NEW YORK — The winter flu season in the United States is off to its earliest start in more than 15 years.

Health officials say an early barrage of illness in the South has begun to spread more broadly, and there’s a decent chance flu season could peak much earlier than normal.

Officials on Friday estimated that there have already been 1.7 million flu illnesses, 16,000 hospitalizations and at least 900 flu-related deaths. The last flu season to rev up this early was in 2003-2004.

Some experts think the early start may mean a lot of suffering is in store, but others say it’s just too early to tell.

Federal officials are saying that the type of virus that is causing most of the illnesses right now is a surprise version that doesn't usually have this sort of intensity until much later in the season. 
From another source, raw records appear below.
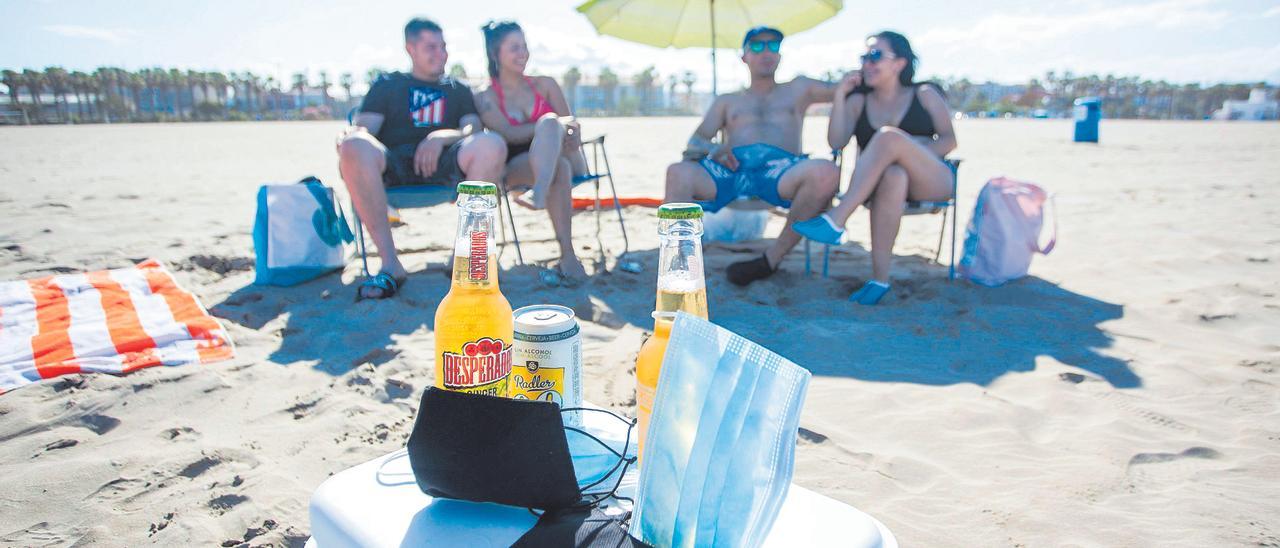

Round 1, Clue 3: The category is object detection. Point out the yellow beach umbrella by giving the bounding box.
[577,0,845,95]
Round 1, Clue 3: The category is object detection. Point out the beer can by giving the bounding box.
[509,305,582,425]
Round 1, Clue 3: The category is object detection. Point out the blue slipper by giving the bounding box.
[849,280,888,305]
[791,214,845,246]
[356,273,408,302]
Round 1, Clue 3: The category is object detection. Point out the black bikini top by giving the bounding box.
[854,85,937,151]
Centers for Disease Control numbers show hospitalization rates this season are similar to those seen at this time during other recent seasons. 

Most of the high-intensity patient reports have come from six southern states, from Texas to Georgia, CDC numbers show and officials are saying this winter flu season could peak this month. Flu season usually hits its height in February, so some doctors are preparing for the worst.

CDC reports show 170 million doses of the flu vaccine have been distributed. The agency recommends everyone 6 months of age and older get vaccinated each season to protect against the influenza virus.

An estimated 4.8 percent of deaths so far have been attributed to pneumonia and influenza this flu season, which is below the epidemic threshold of 6.8 percent.